When diagnostics teams can see ordering concentration clearly, nearly every part of the commercialization process becomes more accurate.
Territory design becomes rational instead of arbitrary, with each rep responsible for meaningful opportunity rather than evenly distributed geography.
Segmentation becomes behaviorally grounded—identifying providers who show consistent, year-round ordering patterns, rather than grouping providers only by specialty.
Messaging and education can be tailored to the specific workflow needs of high-volume segments instead of a generic pitch that fits no one particularly well.
Forecasts and market models become anchored in real behavior, not in assumptions about how tests “should” be ordered.
Launch sequencing becomes more strategic, focusing on high-impact practices that can generate early traction and meaningful case volumes.
Competitive intelligence becomes far more accurate when companies can see how ordering shifts across the concentration curve during flu season, after guideline changes, or when new competitors enter the market.
Ultimately, concentration analysis moves diagnostics companies away from broad generalizations and toward a data-driven understanding of the market. This aligns with the broader shift in medtech toward commercial intelligence platforms that combine claims, affiliations, and provider analytics to support smarter targeting.
As diagnostic innovation accelerates—particularly in rapid molecular platforms, expanded panels, home-to-lab hybrid tests, and new CLIA-waived technologies—many companies will compete for provider attention within the same high-volume clusters. CLIA guidance from CMS and FDA underscores how point-of-care and waived testing continue to expand into non-traditional sites of care, increasing competition for high-throughput accounts.
The companies that understand concentration will be better positioned to win because they are grounded in the realities of clinical behavior, not the theoretical constructs of traditional market research.
Provider-level claims intelligence allows diagnostics companies to:
quantify real, not assumed, demand
understand early adopter profiles
build territories and campaigns around demonstrable behavior
identify high-impact providers quickly
track seasonality and longitudinal change
design commercialization plans that mirror how the market truly behaves
Ordering concentration is not a minor nuance in diagnostics markets. It is a defining feature. Companies that embrace it will outperform competitors who continue treating the market as uniformly distributed.
For readers who want to go further into commercial intelligence and targeting:
Alpha Sophia – Commercial Intelligence & Optimization
1. What does “ordering concentration” mean in diagnostics?
Ordering concentration describes the pattern where a relatively small percentage of providers or practices generate a disproportionately large share of total test volume in a given category.
2. Why is diagnostic ordering so heavily concentrated among a few providers?
Because of structural factors like patient mix, workflow models, in-office testing capacity, clinical philosophy, and organizational protocols. High-throughput urgent care, pediatric, and multi-provider primary care groups often become “super-users” of diagnostics.

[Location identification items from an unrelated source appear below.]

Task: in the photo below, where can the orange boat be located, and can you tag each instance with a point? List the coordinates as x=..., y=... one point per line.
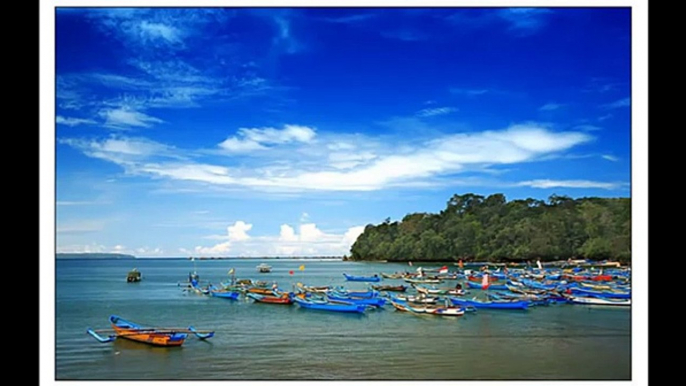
x=284, y=298
x=166, y=337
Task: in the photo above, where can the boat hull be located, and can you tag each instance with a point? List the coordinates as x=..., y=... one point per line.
x=132, y=331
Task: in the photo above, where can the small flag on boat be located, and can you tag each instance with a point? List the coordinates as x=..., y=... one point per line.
x=484, y=282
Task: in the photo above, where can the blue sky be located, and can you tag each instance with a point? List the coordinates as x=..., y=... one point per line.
x=253, y=132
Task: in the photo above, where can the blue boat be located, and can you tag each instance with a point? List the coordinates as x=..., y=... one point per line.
x=498, y=287
x=222, y=293
x=509, y=305
x=374, y=302
x=336, y=306
x=353, y=294
x=374, y=278
x=601, y=294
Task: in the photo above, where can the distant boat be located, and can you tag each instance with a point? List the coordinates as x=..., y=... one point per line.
x=134, y=276
x=374, y=278
x=156, y=336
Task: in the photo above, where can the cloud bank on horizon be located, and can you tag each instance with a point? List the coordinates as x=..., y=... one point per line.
x=265, y=132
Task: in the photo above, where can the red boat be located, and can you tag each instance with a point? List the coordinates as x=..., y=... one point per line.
x=284, y=298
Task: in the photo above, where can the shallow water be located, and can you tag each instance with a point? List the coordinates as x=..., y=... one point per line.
x=277, y=342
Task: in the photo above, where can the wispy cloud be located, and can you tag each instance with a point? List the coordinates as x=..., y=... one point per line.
x=625, y=102
x=68, y=121
x=525, y=21
x=80, y=227
x=307, y=240
x=250, y=139
x=550, y=106
x=432, y=112
x=587, y=128
x=284, y=39
x=350, y=19
x=391, y=165
x=520, y=21
x=548, y=184
x=125, y=118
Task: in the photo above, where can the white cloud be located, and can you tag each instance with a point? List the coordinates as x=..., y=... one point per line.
x=550, y=106
x=432, y=112
x=547, y=184
x=250, y=139
x=587, y=128
x=238, y=231
x=304, y=217
x=308, y=241
x=153, y=31
x=80, y=227
x=411, y=164
x=73, y=121
x=123, y=118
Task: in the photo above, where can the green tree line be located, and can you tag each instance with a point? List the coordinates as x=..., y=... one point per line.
x=478, y=228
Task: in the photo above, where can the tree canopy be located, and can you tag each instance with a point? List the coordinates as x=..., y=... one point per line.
x=478, y=228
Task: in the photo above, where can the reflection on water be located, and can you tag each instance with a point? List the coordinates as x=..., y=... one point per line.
x=278, y=342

3. How does ordering concentration affect market sizing?
Traditional market sizing often assumes each provider contributes similarly. When ordering is highly concentrated, this leads to overestimating accessible demand, misallocating resources, and misreading adoption trends.

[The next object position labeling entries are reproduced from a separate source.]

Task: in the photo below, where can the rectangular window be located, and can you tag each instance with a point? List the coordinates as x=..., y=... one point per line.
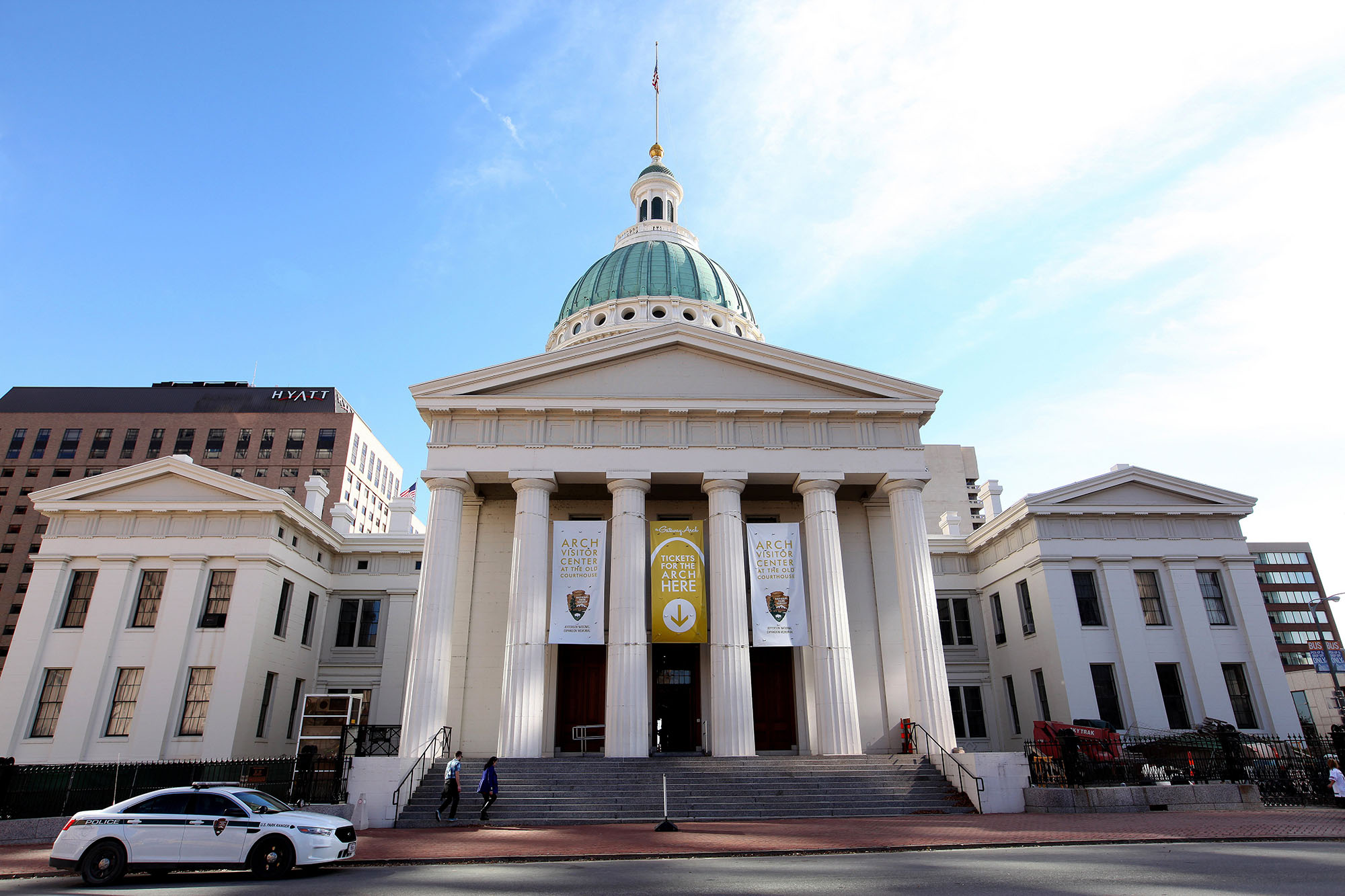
x=1030, y=626
x=1086, y=595
x=69, y=444
x=1214, y=595
x=40, y=444
x=1109, y=700
x=217, y=599
x=283, y=610
x=149, y=598
x=1043, y=701
x=969, y=716
x=102, y=442
x=310, y=612
x=294, y=708
x=357, y=624
x=997, y=615
x=77, y=602
x=326, y=443
x=1013, y=705
x=185, y=440
x=124, y=702
x=954, y=622
x=1151, y=599
x=1169, y=685
x=215, y=443
x=295, y=444
x=17, y=443
x=1235, y=678
x=200, y=681
x=49, y=702
x=266, y=704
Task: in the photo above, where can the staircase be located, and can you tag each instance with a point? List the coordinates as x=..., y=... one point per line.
x=576, y=790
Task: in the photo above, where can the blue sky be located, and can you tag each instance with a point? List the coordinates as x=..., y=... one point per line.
x=1108, y=240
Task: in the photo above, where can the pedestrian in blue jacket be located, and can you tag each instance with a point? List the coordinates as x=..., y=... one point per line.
x=490, y=786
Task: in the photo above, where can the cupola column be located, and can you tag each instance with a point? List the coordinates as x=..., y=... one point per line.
x=524, y=693
x=927, y=677
x=627, y=633
x=426, y=705
x=732, y=729
x=839, y=706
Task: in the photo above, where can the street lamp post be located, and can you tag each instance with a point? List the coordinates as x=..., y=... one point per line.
x=1327, y=653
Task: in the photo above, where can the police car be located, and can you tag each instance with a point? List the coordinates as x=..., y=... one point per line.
x=208, y=825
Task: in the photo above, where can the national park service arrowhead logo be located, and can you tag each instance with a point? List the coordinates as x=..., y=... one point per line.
x=578, y=603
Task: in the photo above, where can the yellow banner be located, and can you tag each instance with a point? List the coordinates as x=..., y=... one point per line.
x=677, y=581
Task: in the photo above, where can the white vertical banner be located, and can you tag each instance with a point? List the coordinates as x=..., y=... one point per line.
x=779, y=606
x=579, y=572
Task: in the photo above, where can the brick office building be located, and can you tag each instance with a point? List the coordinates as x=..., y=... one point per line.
x=271, y=436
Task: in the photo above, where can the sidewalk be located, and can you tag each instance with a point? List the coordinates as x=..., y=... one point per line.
x=801, y=836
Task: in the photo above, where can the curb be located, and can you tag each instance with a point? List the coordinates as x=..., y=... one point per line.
x=840, y=850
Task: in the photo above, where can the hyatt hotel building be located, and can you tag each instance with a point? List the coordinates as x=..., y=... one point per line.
x=270, y=436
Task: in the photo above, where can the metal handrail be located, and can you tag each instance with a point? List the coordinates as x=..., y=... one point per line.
x=583, y=735
x=962, y=770
x=443, y=736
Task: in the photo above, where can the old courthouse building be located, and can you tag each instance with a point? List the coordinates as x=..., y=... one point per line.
x=1130, y=596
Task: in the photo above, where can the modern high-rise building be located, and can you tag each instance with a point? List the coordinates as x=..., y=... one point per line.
x=1293, y=591
x=271, y=436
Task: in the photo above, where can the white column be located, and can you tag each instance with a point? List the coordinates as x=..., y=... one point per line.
x=627, y=633
x=732, y=731
x=839, y=708
x=426, y=705
x=926, y=674
x=524, y=692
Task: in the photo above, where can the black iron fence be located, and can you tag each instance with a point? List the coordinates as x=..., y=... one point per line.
x=37, y=791
x=1289, y=771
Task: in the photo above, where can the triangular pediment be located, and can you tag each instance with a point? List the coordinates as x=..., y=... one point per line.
x=1136, y=487
x=679, y=362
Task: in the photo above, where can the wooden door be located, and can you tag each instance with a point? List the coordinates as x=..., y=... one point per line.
x=580, y=693
x=773, y=698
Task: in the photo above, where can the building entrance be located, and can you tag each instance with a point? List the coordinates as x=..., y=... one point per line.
x=677, y=698
x=580, y=693
x=773, y=698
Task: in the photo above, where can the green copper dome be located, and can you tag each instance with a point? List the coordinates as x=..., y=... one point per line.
x=656, y=268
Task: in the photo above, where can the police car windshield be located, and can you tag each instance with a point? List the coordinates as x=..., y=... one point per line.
x=260, y=802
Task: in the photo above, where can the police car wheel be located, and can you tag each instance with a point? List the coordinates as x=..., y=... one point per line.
x=272, y=857
x=104, y=862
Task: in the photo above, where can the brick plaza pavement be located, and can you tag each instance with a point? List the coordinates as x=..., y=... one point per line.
x=490, y=842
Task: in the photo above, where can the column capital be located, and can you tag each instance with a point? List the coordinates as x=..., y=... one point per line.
x=735, y=482
x=808, y=482
x=455, y=479
x=903, y=482
x=617, y=482
x=541, y=483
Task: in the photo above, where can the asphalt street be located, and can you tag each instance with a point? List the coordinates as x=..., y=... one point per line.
x=1145, y=869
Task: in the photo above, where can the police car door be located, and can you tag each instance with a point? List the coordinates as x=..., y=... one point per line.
x=216, y=831
x=154, y=827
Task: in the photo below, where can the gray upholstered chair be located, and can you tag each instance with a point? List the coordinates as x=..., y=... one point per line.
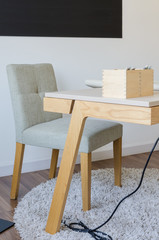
x=28, y=84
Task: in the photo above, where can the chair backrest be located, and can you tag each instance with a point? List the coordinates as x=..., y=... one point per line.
x=28, y=84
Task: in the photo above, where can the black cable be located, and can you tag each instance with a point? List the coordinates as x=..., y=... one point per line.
x=98, y=235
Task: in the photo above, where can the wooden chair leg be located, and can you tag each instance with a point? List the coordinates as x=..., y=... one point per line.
x=117, y=148
x=53, y=165
x=86, y=180
x=17, y=170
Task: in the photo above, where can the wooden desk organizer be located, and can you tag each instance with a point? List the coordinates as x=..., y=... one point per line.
x=123, y=83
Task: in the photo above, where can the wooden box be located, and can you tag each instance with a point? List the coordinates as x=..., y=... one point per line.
x=123, y=83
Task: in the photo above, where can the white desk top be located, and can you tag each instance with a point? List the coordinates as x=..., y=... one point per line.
x=95, y=95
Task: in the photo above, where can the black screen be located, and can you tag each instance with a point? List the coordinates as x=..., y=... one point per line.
x=61, y=18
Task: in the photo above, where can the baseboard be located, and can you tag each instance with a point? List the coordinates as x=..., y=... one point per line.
x=37, y=165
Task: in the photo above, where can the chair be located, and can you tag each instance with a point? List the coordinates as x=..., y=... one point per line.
x=28, y=84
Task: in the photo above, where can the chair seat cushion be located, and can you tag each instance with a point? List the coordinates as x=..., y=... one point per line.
x=52, y=134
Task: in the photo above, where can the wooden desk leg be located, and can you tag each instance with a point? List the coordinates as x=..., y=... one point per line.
x=117, y=148
x=66, y=170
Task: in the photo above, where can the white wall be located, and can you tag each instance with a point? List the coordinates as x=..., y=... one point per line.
x=74, y=61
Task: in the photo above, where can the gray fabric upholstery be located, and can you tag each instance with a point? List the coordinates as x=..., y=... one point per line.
x=53, y=134
x=28, y=83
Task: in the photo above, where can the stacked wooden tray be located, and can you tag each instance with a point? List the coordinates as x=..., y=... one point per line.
x=123, y=83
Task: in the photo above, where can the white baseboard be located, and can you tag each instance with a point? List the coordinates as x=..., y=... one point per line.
x=37, y=165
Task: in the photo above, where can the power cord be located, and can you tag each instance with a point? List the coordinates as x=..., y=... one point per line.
x=98, y=235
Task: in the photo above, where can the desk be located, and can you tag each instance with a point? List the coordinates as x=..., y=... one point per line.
x=83, y=104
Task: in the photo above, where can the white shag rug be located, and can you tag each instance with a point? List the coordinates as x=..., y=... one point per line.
x=137, y=218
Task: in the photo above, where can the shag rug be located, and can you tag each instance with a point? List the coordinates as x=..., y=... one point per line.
x=137, y=218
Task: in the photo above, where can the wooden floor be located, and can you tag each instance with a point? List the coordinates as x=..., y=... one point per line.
x=30, y=180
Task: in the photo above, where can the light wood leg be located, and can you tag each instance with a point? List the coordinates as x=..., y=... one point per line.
x=17, y=170
x=53, y=165
x=66, y=170
x=117, y=148
x=86, y=180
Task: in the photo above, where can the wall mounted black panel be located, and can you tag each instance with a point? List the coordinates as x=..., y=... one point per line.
x=61, y=18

4. How can diagnostics companies identify high-volume “super-users”?
By using provider-level claims or utilization data that shows test volumes by NPI, practice, and organization over time. This reveals which providers consistently order at high levels and which are intermittent users.

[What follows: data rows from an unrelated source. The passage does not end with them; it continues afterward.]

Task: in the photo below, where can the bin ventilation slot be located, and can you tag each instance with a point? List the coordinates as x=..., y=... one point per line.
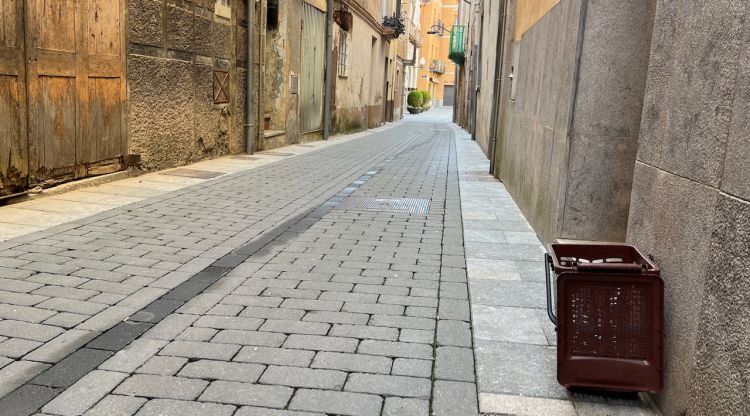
x=609, y=321
x=371, y=203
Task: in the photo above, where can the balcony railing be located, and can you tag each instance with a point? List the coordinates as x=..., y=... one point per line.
x=456, y=52
x=437, y=66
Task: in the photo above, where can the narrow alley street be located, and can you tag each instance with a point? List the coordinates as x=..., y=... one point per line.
x=386, y=274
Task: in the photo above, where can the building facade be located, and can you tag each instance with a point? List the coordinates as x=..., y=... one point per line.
x=644, y=142
x=99, y=87
x=436, y=73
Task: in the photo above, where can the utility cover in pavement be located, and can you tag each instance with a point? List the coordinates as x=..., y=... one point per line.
x=372, y=203
x=192, y=173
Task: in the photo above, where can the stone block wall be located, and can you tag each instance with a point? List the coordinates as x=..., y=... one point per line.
x=174, y=48
x=573, y=180
x=691, y=201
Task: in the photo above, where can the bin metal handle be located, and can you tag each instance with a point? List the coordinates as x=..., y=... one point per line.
x=620, y=267
x=547, y=266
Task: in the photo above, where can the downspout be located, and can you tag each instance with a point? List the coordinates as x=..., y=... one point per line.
x=478, y=74
x=250, y=80
x=329, y=71
x=571, y=106
x=459, y=21
x=500, y=46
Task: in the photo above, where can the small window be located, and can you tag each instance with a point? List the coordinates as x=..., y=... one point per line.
x=223, y=8
x=343, y=69
x=272, y=15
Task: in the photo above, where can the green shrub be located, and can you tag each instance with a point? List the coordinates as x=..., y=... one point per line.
x=414, y=99
x=425, y=97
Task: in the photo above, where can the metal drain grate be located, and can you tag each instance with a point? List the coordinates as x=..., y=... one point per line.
x=478, y=178
x=278, y=154
x=192, y=173
x=372, y=203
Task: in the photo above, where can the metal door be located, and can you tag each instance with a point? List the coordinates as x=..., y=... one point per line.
x=313, y=69
x=14, y=147
x=76, y=87
x=449, y=96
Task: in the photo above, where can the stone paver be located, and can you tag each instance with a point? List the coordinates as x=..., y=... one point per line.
x=259, y=293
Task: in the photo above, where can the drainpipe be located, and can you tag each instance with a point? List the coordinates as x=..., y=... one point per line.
x=456, y=66
x=250, y=81
x=571, y=106
x=500, y=45
x=329, y=71
x=478, y=74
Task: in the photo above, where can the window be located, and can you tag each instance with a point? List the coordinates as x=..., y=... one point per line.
x=343, y=69
x=223, y=8
x=272, y=15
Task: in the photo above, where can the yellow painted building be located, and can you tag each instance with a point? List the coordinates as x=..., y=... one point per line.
x=436, y=72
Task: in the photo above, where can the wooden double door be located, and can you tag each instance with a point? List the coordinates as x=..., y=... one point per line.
x=62, y=90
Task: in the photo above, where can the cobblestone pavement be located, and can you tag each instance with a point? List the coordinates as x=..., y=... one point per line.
x=284, y=290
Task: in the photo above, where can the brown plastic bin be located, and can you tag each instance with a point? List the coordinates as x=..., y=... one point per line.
x=610, y=303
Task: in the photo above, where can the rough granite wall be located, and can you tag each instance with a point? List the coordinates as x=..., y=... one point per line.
x=349, y=107
x=574, y=184
x=174, y=48
x=691, y=201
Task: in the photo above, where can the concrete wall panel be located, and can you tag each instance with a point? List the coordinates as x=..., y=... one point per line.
x=720, y=386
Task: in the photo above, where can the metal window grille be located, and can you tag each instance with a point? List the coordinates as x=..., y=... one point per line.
x=343, y=67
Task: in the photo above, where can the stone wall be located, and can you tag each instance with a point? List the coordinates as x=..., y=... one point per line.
x=573, y=181
x=691, y=201
x=174, y=48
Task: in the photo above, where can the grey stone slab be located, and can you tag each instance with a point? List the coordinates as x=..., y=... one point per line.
x=454, y=398
x=114, y=405
x=498, y=371
x=120, y=335
x=166, y=407
x=171, y=326
x=17, y=373
x=389, y=385
x=162, y=365
x=510, y=324
x=304, y=377
x=417, y=335
x=395, y=349
x=321, y=343
x=156, y=311
x=198, y=334
x=508, y=293
x=261, y=339
x=166, y=387
x=336, y=402
x=295, y=327
x=229, y=322
x=133, y=356
x=454, y=363
x=30, y=331
x=365, y=332
x=206, y=350
x=222, y=370
x=17, y=347
x=247, y=394
x=62, y=345
x=84, y=394
x=352, y=362
x=396, y=406
x=262, y=411
x=26, y=400
x=411, y=367
x=275, y=356
x=72, y=368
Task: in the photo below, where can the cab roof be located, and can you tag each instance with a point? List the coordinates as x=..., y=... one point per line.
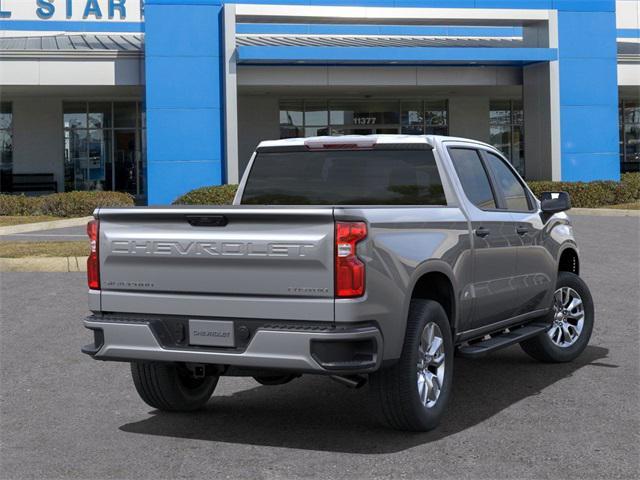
x=362, y=141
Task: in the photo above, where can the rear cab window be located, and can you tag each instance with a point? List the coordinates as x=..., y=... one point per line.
x=379, y=176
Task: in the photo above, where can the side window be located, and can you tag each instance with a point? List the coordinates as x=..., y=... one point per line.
x=515, y=197
x=473, y=177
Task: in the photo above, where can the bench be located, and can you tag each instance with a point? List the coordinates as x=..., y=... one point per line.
x=33, y=182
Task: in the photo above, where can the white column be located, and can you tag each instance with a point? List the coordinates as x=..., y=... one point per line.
x=230, y=95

5. Why is understanding concentration important for go-to-market strategy?
It helps companies design territories around real opportunity, target early adopters, customize messaging for high-volume segments, and build more accurate forecasts and launch plans.
6. What role do CLIA-waived and point-of-care tests play in concentration?
CLIA-waived and point-of-care tests make it easier for certain practice types to test frequently, increasing volume concentration in sites that have the workflow and certification to use these tools at scale.